Their prospect of getting back to a one or zero is nil, right? Same thing with Barthel Index. Some of them could have been below a 95 before the study. They're not gonna, you know, after the stroke, all of a sudden become a 100, you know, when they weren't that prior to the injury. Your point's a good one. You know, again, we had minimal experience with this more elderly population, and these types of issues are more significant in the elderly population than they would be in a younger population.
Okay. The last one is a different question or pointing to the same areas, though. Did you see any kind of drug-drug in terms of areas where there was anything you were looking at? Because obviously when you start to hit the 79-year-old, you're talking about other things between blood thinners or any other medications. I know you were probably scrupulous in terms of making sure that these people were not, you know, that didn't have devastating issues. But were there any other items that were teased out that you were looking at or that you found anything, even on an anecdotal basis? I'll hop back in the queue. Thank you.
Yeah.

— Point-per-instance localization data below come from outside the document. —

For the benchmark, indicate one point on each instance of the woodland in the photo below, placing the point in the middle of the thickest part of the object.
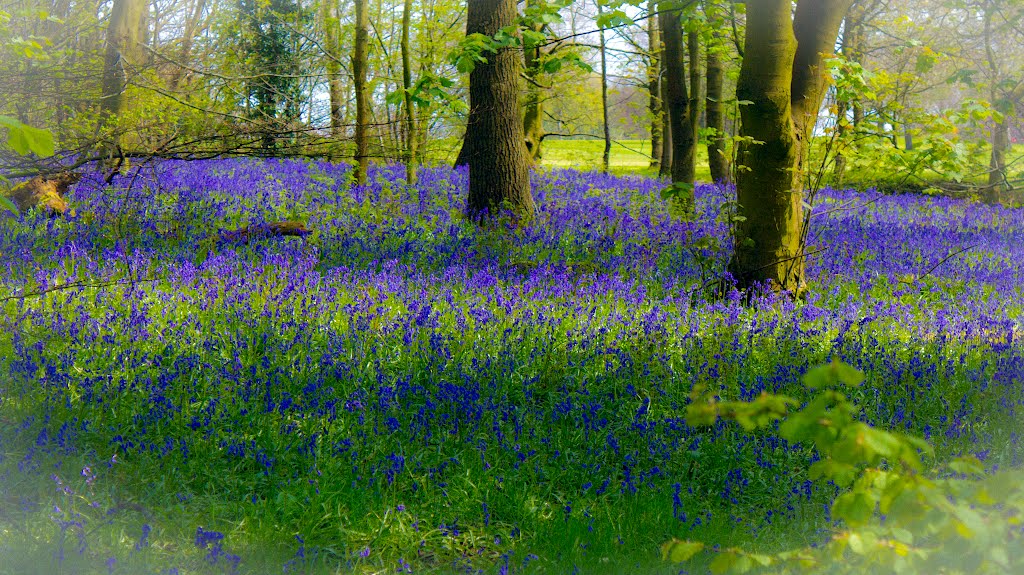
(497, 286)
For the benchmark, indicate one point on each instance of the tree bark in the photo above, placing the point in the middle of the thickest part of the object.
(718, 162)
(666, 169)
(122, 48)
(532, 118)
(359, 64)
(187, 37)
(677, 103)
(997, 162)
(781, 80)
(606, 156)
(332, 39)
(493, 146)
(693, 56)
(654, 84)
(852, 47)
(407, 83)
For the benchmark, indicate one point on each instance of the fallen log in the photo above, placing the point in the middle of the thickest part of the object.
(272, 229)
(44, 193)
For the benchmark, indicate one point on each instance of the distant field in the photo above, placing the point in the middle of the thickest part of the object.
(630, 157)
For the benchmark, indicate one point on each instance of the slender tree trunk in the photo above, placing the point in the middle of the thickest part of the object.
(499, 169)
(842, 129)
(693, 55)
(532, 118)
(997, 162)
(666, 169)
(654, 84)
(122, 49)
(718, 161)
(853, 34)
(606, 157)
(187, 37)
(407, 83)
(677, 103)
(781, 78)
(332, 39)
(359, 64)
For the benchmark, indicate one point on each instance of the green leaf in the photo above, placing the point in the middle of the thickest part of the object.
(723, 563)
(24, 139)
(677, 550)
(854, 507)
(8, 205)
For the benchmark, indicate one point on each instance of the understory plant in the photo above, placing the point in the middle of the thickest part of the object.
(892, 515)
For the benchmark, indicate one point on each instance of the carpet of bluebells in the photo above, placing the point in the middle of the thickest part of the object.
(402, 391)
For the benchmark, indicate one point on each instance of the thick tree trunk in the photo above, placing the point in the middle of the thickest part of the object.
(718, 162)
(784, 84)
(677, 102)
(654, 85)
(499, 169)
(407, 83)
(606, 156)
(122, 49)
(359, 64)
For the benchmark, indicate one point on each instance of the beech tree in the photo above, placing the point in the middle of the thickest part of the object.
(677, 103)
(494, 144)
(122, 50)
(359, 64)
(782, 81)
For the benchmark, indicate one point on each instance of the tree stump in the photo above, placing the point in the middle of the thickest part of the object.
(272, 229)
(44, 193)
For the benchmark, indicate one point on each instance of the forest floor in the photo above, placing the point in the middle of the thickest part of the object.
(401, 391)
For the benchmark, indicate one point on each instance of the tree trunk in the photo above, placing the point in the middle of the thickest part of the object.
(493, 146)
(407, 83)
(718, 162)
(332, 39)
(187, 37)
(654, 84)
(853, 46)
(606, 157)
(997, 162)
(784, 85)
(677, 103)
(359, 64)
(693, 55)
(532, 118)
(122, 48)
(666, 169)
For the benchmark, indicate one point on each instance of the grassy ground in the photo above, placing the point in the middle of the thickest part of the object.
(407, 392)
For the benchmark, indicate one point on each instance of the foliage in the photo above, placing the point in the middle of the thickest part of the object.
(403, 389)
(890, 515)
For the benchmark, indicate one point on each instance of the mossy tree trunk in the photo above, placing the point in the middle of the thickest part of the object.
(677, 102)
(718, 161)
(122, 50)
(332, 40)
(407, 83)
(493, 146)
(693, 58)
(997, 160)
(359, 67)
(654, 85)
(781, 77)
(532, 118)
(606, 155)
(665, 170)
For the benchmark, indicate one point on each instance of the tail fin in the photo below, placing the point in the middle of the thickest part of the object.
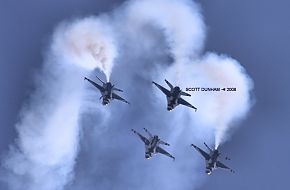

This is Eric Jenkins, Medical Director at Athersys. I think, again, with the caveat that, you know, this data analysis is preliminary, and we do intend to dive more deeply into looking at some of these concomitant illnesses and medication regimens and whether there's any effect at all on treatment. You're right. In an older population, they tend to have more concomitant medications coming into the study. There are some differences in the medications that are used in the hyperacute treatment of stroke in Japan than in the U.S. and E.U. population. That is something else we will be looking at as well.
We do, you know, test mechanism of action of MultiStem with a wide array of drugs that are known to be used in the concomitant treatment of acute ischemic stroke, just to ensure that there's no effect on the biological activity or viability of the cell. We've identified no common concomitant medication that would interfere with the mechanism of action of the cell on that basis. Absolutely, we'll be looking at that data in much more detail over the coming weeks.
Just as an add-on, we did test the three drugs that are approved in Japan for stroke patients that aren't approved here in the United States, in co-culture with our cells and saw no effect on our cells with those drugs at all either. We've done all the batteries that you can do, to ensure that MultiStem stays as MultiStem.
Great. Again, thanks very much for taking the questions.
Thanks, Steve.
We have no further questions at this time. I'll turn it over to Dan Camardo for any closing remarks.
Okay, great. Thank you for the questions because we're digging into the data and trying to share our insights as quickly as we can. We're gonna be receiving more data, as we mentioned, including biomarker impact, things like that. So as we receive that data and have a chance to analyze it, we'll be sharing it with everybody. If you do have other questions that were not answered on this call and come up in the future, please contact our investor relations team through our website. We'll be sure to make time to answer those questions. We thank everyone for your support. We will continue to work with Healios on the path forward for working with PMDA. We will continue to press forward on our trial with MASTERS-2 with some enthusiasm.
Thank you very much, and I hope everyone has a good afternoon.
Ladies and gentlemen, this concludes today's conference call and webcast. Thank you for participating. You may now disconnect.